When a system is running in a steady state, its caches are fully populated with relevant data, so many requests can be answered with data from the cache (RAM). But when a system is freshly started, its caches are empty, so more requests require (slower) disk access, during the first few minutes of operations. This is sometimes called the “empty cache” problem, and is responsible for the poor performance sometimes seen in the first few minutes after a busy system is restarted.

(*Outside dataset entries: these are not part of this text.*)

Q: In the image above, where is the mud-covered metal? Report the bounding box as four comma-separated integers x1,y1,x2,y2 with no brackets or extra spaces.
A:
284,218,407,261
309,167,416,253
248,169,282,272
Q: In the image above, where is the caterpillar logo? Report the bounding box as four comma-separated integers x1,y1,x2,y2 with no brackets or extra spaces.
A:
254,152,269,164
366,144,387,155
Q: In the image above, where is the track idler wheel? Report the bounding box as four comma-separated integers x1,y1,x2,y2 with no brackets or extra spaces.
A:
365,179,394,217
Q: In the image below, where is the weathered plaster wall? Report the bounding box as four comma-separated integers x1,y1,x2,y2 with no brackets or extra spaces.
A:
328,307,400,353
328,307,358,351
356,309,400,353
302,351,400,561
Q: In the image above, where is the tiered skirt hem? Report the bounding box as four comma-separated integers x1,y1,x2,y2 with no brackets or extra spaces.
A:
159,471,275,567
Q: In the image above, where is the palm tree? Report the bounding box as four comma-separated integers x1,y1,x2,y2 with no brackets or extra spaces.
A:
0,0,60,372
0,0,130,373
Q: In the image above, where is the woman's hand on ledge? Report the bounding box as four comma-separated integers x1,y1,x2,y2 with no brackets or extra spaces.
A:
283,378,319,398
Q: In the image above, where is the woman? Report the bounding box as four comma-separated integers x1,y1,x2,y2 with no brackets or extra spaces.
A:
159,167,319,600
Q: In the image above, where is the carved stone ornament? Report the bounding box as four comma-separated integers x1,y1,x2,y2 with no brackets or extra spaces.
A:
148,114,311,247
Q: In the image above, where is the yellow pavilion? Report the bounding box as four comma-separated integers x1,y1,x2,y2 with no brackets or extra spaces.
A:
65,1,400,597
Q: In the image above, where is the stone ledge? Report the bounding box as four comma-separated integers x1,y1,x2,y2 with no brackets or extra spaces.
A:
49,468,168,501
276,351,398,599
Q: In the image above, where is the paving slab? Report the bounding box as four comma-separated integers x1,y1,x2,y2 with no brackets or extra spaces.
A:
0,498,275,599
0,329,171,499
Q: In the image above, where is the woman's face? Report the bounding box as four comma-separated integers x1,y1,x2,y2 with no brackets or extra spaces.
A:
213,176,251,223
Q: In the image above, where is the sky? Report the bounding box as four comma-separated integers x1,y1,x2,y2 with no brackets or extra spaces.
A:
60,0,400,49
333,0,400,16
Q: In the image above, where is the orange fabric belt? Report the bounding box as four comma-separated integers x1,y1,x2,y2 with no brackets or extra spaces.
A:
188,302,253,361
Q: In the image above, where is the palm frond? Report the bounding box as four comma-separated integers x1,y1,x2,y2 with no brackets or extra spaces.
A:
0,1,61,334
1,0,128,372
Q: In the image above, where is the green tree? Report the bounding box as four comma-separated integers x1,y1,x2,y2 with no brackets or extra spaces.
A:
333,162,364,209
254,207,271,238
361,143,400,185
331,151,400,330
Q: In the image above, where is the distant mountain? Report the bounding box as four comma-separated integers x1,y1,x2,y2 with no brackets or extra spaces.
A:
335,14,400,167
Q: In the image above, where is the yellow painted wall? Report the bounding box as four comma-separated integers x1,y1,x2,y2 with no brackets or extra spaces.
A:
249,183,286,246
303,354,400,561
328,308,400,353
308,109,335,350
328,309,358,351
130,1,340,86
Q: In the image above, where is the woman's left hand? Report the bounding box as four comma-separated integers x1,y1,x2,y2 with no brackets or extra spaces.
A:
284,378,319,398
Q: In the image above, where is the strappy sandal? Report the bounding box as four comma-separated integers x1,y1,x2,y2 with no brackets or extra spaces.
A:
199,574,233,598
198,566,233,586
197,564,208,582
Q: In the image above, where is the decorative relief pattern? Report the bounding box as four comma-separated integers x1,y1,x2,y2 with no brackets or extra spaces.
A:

The technique described here prevents this problem, because with it you avoid ever shutting down and restarting your whole Web application with your full user population on it. Instead, since the switch only brings newly-logging-in users to the new version – the new instance – you gradually have people start using it, so you never take a big hit all at once in terms of cache population.

Schema Changes

Hani asked, in a comment, about schema changes. A simple answer is that you won’t be able to make a transition like the one described here (where both the old and new code versions run in parallel for a while), if you make schema changes such that the old code no longer works. A more complex answer, which I have used with great results, is that this is a programmable computer and you are a programmer – with some effort, you can make the software tolerate both the old and new schemas. So the process works like this:

  1. Decide on the schema change, but don’t deploy it
  2. Modify your software to tolerate the old or new schema, whichever is present
  3. Deploy the new software, transition all users to it (as described above)
  4. Make the schema change; you may need to momentarily quiesce the software, but hopefully not kill user sessions

(There are a few tools out there to help with the schema-change-in-a-live-app problem. One of then is ChronicDB who wrote me to point this out.)

Of course this is a lot more work than just stopping the server, making your change, and restarting. Whether it’s worth it depends on your situation. If you have an overnight non-usage window, consider using it instead of the long path described here.

I hope this is helpful for someone out there. Comments are welcome.